Auditar para o presente e o futuro

Frequentemente ouço críticas às iniciativas governamentais que determinam a realização de auditorias sobre fatos ocorridos nas gestões que os antecederam. Tanto faz se é no contexto de empresas estatais com operações internacionais ou de governos estaduais e municipais, ou mesmo no âmbito do Poder Legislativo, as reclamações são semelhantes. Acusa-se quem audita de se preocupar com o passado, negligenciar o presente e comprometer o futuro. Questiona-se a utilidade das auditorias, alcunhadas pejorativamente de “autópsias”. Afirma-se que o bom gestor não deve dirigir olhando para o retrovisor.
Sustento que não é bem assim. Na realidade, as auditorias, quando bem executadas, são muito úteis, tanto para entender o presente como para preparar o futuro. E também, eventualmente, para punir infratores, pois a impunidade é um péssimo exemplo.
Mas primeiro temos que explicar o que é auditoria e porque é necessária, e também o que não é auditoria, mas simples propaganda.
Em alguns casos, a palavra auditoria não passa de um vocábulo oco no discurso partidário, que busca atribuir aos adversários responsabilidades e culpas pelas mazelas administrativas.

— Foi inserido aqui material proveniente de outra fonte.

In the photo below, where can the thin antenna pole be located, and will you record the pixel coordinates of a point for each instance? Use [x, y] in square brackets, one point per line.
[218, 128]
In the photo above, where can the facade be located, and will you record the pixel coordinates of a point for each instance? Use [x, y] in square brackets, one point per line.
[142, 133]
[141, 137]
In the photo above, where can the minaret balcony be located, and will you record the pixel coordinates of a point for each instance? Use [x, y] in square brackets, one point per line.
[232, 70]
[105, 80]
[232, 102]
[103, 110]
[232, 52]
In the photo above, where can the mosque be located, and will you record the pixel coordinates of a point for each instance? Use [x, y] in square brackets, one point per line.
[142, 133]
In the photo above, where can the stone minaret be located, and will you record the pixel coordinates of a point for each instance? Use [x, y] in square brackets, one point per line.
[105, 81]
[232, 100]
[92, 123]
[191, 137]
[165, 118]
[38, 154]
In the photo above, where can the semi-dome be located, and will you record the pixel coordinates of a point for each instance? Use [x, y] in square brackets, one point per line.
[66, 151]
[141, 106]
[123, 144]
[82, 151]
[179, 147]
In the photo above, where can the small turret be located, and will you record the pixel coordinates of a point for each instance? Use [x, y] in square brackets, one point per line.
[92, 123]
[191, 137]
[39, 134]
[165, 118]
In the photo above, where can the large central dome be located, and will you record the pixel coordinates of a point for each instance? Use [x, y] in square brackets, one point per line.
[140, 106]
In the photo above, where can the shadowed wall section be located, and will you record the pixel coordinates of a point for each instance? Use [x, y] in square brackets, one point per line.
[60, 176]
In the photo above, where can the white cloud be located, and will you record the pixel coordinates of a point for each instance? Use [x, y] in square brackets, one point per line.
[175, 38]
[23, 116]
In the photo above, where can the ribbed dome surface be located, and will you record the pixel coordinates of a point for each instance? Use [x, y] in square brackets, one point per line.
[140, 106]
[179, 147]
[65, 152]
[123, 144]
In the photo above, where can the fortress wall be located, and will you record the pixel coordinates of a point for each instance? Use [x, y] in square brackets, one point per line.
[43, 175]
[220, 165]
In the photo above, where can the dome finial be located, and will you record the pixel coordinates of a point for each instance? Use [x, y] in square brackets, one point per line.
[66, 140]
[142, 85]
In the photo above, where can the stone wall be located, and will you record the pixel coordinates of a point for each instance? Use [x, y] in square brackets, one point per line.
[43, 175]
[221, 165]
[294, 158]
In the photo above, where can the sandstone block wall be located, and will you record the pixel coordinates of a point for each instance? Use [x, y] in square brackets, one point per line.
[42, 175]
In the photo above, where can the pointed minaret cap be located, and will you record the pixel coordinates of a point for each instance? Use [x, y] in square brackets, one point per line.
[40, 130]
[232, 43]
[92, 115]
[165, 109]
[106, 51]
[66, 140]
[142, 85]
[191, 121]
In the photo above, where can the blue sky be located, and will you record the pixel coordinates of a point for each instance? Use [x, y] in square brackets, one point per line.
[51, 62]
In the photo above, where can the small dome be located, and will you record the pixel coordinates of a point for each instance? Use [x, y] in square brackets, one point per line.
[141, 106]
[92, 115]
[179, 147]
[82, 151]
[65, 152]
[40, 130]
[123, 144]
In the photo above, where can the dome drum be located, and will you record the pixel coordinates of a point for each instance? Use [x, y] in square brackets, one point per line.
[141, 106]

Trata-se apenas de iniciativas voluntaristas, que objetivam acumular desgaste para prováveis futuros competidores eleitorais. Acumulam-se acusações a torto e a direito, mas não se efetivam medidas corretivas para aprimorar a gestão pública.
Em outras situações, a expressão é utilizada com o objetivo oposto ao anunciado: cuida-se de anunciar rigorosas providências, mas o intuito é não apurar nada com seriedade, para proteger aliados e dissolver responsabilidades. Nessa hipótese, a “auditoria” é de fato uma “lavanderia”, para limpar reputações e chancelar procedimentos.
Certa vez presenciei no Rio de Janeiro uma “auditoria” que suspendeu por mais de três anos a execução da obrade uma unidadede tratamento de resíduos sólidos, não concluiu nada e, quando se quis retomar a obra, a mesma estava completamente destruída. Aquela malsinada “auditoria” aumentou o prejuízo às finanças públicas, ao invés de recuperá-lo!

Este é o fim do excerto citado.